What are the primary cellular functions of Armc10?

Armc10 plays several important roles in cellular processes:

• Mitochondrial dynamics regulation - Armc10 is a critical regulator of mitochondrial fission. Overexpression of ARMC10 has been demonstrated to promote mitochondrial fission, while knockout of ARMC10 prevents AMPK-mediated mitochondrial fission .

• Cell survival and growth - Evidence suggests Armc10 may play roles in promoting cell survival and regulating cell growth .

• Transcriptional regulation - Armc10 may suppress the transcriptional activity of the tumor suppressor p53/TP53, suggesting a potential role in cell cycle regulation and response to cellular stress .

• Energy sensing pathway integration - As an AMPK substrate, Armc10 likely serves as an effector in energy homeostasis pathways, linking cellular energy status to mitochondrial dynamics .

These functions position Armc10 at the intersection of cellular energy metabolism and mitochondrial morphology regulation, making it relevant for research in metabolic disorders, neurodegenerative diseases, and cancer.

What expression systems are most effective for producing recombinant rat Armc10?

Multiple expression systems have been utilized for recombinant Armc10 production, each with specific advantages for different research applications:

For bacterial expression, recombinant Armc10 can be expressed with maltose-binding protein (MBP) tags to enhance solubility . For mammalian expression, systems utilizing Gateway-compatible destination vectors have been successfully employed to express N- or C-terminal-tagged fusion proteins . The choice of expression system should be guided by the specific research requirements, particularly whether post-translational modifications (such as phosphorylation at S45) are essential for the study.

What purification strategies yield the highest purity and activity for recombinant rat Armc10?

Effective purification of recombinant rat Armc10 typically employs affinity chromatography strategies based on fusion tags:

• For bacterial expression, MBP-tagged Armc10 can be purified using amylose resin affinity chromatography followed by size exclusion chromatography to remove aggregates .

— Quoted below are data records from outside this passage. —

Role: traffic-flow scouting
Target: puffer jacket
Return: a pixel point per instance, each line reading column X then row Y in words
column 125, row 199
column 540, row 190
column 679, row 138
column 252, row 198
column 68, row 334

• For mammalian expression systems, Strep-tagged Armc10 can be purified using one-step affinity chromatography with Strep-Tactin resins . This method has been reported to yield functional protein with preserved enzymatic activity.

To maintain protein stability and activity during purification:

• Include protease inhibitors in all buffers

• Maintain reduced temperatures (4°C) throughout the purification process

• Consider adding reducing agents (DTT or β-mercaptoethanol) to prevent disulfide bond formation

• Optimize buffer conditions (pH 7.5-8.0 and 150-300 mM NaCl) for stability

The final purified protein should be assessed for purity by SDS-PAGE and for functional activity through phosphorylation assays or mitochondrial fission assays as appropriate.

How can the AMPK-mediated phosphorylation of rat Armc10 be detected and quantified?

AMPK-mediated phosphorylation of Armc10 at serine 45 (S45) can be detected and quantified through several complementary approaches:

• In vitro kinase assays: Recombinant purified Armc10 (wild-type or S45A mutant) can be incubated with active recombinant AMPK and γ-32P-ATP in kinase buffer (25 mM Tris, pH 7.5, 5 mM β-glycerophosphate, 2 mM dithiothreitol, 0.1 mM Na3VO4, 10 mM MgCl2) at 30°C for 15 minutes. The reactions can be analyzed by SDS-PAGE followed by autoradiography to detect phosphorylation .

• Phospho-specific antibodies: Anti-ARMC10 S45 phospho-specific antibodies can be generated against KLH-conjugated phospho-peptide GIRSSK(phospho-S)AED. These antibodies should be pre-cleared with non-phosphopeptide and affinity-purified for specificity .

• Mass spectrometry: Phosphoproteomic analysis using liquid chromatography-tandem mass spectrometry (LC-MS/MS) can identify and quantify phosphorylation at S45. Both label-free quantification and SILAC approaches have successfully detected this phosphorylation event .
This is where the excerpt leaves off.